On January 9, 2002, Arthur Andersen, one of the "Big Five" accounting firms, publicly admitted that its employees had destroyed "several tons" of Enron-related documents and deleted nearly 30,000 emails and computer files during October and November 2001. CEO Joseph Berardino informed the Securities and Exchange Commission after discovering the massive document destruction campaign.

The shredding operation began on or about October 10, 2001, when Andersen foresaw imminent government investigations following Enron's disclosure of massive accounting irregularities. Despite the SEC publicly announcing its investigation on October 22, the destruction continued until November 9—one day after the SEC formally served Andersen with a subpoena for Enron-related documents.

The document destruction was coordinated across multiple Andersen offices, with instructions sent to Andersen personnel in Portland, Oregon; Chicago, Illinois; and London, England, to join the shredding effort.
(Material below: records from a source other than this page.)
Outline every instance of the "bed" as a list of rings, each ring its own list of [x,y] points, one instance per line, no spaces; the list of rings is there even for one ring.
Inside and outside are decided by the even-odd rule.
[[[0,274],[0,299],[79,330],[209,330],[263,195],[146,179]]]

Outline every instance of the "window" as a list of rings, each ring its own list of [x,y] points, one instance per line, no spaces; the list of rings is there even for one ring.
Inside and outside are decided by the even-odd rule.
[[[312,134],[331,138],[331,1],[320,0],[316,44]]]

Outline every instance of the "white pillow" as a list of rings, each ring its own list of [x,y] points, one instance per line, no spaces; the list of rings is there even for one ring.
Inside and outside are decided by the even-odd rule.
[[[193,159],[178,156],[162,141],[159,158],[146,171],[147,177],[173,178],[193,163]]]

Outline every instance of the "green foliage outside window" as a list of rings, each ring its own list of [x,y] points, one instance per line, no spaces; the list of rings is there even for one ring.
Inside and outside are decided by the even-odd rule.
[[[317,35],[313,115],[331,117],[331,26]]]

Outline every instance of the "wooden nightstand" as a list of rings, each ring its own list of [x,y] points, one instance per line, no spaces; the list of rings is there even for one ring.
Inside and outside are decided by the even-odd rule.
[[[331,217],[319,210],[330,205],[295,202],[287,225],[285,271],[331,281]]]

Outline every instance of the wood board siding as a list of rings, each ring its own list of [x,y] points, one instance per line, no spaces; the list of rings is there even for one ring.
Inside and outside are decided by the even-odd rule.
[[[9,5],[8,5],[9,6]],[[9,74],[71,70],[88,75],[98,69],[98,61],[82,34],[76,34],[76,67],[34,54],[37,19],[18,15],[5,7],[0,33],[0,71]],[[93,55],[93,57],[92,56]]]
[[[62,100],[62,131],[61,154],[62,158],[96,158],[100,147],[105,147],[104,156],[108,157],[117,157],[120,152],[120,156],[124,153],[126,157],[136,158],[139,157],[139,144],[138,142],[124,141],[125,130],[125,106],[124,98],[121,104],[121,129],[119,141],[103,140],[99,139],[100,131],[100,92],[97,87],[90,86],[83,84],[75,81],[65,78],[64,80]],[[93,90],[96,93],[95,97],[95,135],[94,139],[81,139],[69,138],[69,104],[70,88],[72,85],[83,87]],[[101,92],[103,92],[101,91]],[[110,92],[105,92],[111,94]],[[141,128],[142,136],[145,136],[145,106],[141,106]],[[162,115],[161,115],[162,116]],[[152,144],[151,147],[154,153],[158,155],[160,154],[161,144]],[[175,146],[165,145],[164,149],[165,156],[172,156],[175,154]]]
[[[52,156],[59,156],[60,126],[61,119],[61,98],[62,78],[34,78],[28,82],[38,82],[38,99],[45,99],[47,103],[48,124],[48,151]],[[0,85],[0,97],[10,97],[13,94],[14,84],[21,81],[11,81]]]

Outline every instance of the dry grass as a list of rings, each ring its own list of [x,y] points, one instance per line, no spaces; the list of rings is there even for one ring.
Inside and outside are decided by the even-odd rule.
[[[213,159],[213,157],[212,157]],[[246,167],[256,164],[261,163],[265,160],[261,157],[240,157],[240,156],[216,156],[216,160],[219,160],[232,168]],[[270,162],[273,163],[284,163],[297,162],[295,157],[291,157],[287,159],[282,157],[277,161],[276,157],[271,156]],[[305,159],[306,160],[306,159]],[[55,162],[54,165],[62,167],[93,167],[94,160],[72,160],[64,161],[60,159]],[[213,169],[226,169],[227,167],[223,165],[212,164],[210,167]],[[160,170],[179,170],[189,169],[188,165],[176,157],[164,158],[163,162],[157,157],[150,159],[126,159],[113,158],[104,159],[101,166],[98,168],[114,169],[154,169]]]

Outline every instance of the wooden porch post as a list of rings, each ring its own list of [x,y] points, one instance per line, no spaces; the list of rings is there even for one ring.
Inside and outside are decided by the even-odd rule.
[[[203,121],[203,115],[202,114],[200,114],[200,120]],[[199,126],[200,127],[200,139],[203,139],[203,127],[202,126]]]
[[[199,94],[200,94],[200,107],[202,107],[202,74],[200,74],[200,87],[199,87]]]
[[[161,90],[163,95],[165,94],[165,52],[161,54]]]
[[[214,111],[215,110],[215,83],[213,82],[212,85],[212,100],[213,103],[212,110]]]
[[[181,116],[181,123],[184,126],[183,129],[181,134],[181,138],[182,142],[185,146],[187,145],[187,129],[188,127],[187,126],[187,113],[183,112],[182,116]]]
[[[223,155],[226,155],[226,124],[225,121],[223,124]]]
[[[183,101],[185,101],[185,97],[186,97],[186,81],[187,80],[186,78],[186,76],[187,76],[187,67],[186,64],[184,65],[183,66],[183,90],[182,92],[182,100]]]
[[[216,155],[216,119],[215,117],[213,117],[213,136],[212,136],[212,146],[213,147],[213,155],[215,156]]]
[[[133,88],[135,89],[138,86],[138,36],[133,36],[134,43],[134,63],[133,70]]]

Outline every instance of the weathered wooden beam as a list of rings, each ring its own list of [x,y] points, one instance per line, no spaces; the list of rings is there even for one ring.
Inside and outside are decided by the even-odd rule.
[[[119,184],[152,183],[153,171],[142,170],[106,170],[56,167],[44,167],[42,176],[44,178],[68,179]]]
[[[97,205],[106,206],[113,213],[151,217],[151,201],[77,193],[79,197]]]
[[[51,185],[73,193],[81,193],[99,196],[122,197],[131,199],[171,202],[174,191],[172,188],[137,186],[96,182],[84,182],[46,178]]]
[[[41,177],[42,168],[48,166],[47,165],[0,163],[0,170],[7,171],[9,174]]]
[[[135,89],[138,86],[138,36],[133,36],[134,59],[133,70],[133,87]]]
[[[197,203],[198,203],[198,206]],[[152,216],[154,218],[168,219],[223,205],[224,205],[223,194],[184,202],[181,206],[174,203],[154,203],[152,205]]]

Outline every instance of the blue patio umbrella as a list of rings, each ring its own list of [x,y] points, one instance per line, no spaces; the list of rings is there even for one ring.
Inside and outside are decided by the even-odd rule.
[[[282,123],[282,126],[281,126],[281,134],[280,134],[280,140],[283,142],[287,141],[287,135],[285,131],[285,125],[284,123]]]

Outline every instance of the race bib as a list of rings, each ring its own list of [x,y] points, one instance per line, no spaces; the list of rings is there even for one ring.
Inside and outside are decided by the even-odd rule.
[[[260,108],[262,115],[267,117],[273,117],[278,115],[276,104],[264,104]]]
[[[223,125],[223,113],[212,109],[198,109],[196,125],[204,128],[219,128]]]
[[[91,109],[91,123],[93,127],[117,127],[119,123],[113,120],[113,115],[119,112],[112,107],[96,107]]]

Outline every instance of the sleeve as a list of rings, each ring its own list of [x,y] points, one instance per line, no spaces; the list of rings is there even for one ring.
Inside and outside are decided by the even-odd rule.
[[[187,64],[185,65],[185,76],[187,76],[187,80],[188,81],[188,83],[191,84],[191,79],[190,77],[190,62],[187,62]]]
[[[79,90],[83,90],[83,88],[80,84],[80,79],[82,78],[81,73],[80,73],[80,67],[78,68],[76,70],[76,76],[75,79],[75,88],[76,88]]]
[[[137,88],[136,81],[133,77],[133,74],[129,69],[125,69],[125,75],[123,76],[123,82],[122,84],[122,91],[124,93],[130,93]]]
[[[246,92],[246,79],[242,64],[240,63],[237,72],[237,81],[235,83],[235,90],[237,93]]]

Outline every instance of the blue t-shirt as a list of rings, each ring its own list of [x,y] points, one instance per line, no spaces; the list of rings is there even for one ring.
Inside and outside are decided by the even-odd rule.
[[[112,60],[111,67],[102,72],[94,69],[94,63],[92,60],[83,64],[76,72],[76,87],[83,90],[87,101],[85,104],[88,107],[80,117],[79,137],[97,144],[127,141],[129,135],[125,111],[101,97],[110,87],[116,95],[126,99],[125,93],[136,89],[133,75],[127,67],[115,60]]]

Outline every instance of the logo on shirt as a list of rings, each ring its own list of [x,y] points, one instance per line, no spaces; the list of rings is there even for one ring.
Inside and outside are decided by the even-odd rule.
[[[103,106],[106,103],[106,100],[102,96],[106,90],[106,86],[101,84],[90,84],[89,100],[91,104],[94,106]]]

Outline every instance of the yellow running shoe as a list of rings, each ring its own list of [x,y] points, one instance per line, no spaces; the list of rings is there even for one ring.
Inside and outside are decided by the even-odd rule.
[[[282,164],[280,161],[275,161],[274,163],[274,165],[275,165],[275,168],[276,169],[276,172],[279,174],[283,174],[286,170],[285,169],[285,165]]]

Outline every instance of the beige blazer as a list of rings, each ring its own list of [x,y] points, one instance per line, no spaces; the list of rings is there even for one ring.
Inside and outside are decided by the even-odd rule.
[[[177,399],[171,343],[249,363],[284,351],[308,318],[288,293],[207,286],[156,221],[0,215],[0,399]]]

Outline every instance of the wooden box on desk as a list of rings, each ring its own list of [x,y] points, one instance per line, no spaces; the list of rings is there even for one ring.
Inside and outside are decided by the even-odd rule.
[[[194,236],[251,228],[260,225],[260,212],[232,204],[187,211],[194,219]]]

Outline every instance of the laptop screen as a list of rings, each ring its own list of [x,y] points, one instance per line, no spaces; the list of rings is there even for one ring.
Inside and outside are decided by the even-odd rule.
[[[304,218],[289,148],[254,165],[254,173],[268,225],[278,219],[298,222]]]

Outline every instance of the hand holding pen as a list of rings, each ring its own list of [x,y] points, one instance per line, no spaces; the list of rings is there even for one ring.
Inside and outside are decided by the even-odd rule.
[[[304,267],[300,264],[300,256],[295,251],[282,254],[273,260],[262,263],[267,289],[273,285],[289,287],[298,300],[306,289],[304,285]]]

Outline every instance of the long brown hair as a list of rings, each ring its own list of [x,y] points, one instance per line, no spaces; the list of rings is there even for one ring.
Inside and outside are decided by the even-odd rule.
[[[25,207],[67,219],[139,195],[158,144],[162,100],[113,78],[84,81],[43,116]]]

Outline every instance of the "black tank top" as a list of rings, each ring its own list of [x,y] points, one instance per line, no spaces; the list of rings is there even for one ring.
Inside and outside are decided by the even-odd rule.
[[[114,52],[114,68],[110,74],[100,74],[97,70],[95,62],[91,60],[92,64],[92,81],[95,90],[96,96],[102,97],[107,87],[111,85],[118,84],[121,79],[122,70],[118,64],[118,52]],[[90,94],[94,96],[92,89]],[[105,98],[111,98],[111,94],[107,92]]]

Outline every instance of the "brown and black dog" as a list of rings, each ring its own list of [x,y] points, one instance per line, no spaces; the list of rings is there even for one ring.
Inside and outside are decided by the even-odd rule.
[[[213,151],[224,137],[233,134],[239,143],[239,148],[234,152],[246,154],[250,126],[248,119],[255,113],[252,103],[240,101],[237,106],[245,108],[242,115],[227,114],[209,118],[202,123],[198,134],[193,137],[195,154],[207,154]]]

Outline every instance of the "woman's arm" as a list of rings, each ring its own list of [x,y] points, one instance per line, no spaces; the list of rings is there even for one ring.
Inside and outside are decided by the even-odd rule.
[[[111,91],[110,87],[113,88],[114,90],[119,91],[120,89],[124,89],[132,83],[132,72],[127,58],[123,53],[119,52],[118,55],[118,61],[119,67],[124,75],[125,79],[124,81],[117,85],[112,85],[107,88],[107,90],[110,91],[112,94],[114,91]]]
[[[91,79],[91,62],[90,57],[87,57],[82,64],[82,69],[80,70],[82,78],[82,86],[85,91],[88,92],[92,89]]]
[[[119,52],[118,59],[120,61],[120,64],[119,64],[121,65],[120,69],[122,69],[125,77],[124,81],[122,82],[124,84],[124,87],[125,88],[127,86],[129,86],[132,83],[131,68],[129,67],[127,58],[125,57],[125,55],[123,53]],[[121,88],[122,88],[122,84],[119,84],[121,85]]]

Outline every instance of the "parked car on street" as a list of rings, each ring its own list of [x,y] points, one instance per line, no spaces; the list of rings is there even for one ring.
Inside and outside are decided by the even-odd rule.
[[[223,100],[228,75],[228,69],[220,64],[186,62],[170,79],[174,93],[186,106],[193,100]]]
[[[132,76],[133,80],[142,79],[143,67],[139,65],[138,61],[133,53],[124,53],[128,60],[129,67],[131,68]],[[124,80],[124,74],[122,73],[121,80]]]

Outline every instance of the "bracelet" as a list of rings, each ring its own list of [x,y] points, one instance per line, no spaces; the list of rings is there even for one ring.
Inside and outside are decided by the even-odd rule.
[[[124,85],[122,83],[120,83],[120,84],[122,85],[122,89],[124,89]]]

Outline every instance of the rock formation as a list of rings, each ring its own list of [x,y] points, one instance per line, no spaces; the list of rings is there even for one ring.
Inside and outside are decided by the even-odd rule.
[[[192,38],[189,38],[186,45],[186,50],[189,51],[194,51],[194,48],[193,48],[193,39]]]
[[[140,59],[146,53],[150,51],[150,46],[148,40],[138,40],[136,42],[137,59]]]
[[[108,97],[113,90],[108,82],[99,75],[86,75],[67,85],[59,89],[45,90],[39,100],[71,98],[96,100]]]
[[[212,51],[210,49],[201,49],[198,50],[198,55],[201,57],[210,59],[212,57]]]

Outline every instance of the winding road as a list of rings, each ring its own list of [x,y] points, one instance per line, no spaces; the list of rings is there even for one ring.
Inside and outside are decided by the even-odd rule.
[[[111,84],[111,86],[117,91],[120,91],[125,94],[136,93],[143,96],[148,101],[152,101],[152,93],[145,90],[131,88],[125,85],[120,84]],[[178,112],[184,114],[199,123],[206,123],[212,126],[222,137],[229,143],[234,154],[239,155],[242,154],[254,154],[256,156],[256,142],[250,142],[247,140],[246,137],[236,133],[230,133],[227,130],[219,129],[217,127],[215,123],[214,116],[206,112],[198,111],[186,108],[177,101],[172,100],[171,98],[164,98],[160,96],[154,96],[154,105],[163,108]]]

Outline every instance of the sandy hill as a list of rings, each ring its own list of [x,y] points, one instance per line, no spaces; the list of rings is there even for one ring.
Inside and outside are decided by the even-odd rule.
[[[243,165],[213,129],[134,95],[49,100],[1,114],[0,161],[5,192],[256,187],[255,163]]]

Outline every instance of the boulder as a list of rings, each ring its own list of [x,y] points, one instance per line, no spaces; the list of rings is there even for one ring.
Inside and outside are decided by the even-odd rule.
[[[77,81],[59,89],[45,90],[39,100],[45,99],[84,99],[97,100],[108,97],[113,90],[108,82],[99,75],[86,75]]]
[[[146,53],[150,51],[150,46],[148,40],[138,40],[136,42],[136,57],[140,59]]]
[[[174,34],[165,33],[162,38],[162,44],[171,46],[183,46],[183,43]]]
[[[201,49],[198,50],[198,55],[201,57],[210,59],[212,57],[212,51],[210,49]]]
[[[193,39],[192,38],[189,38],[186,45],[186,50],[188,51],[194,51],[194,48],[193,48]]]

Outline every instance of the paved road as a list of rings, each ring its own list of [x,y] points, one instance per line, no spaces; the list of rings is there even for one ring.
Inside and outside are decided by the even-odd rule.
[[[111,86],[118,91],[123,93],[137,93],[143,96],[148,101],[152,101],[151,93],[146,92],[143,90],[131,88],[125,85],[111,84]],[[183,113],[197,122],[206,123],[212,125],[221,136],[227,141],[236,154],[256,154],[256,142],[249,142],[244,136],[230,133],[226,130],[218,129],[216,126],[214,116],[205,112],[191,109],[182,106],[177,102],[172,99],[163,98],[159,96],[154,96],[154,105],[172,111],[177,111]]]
In London, partners orchestrated a parallel campaign to destroy Enron documents within days of notice of the SEC inquiry.

This admission represented a watershed moment in corporate accountability. Arthur Andersen, founded in 1913 and built on a reputation for integrity, chose obstruction over transparency when facing scrutiny. The firm's decision to destroy evidence would lead to its indictment in March 2002 and ultimately destroy 85,000 jobs worldwide—marking the last time a major corporation faced such devastating consequences for complicity in fraud.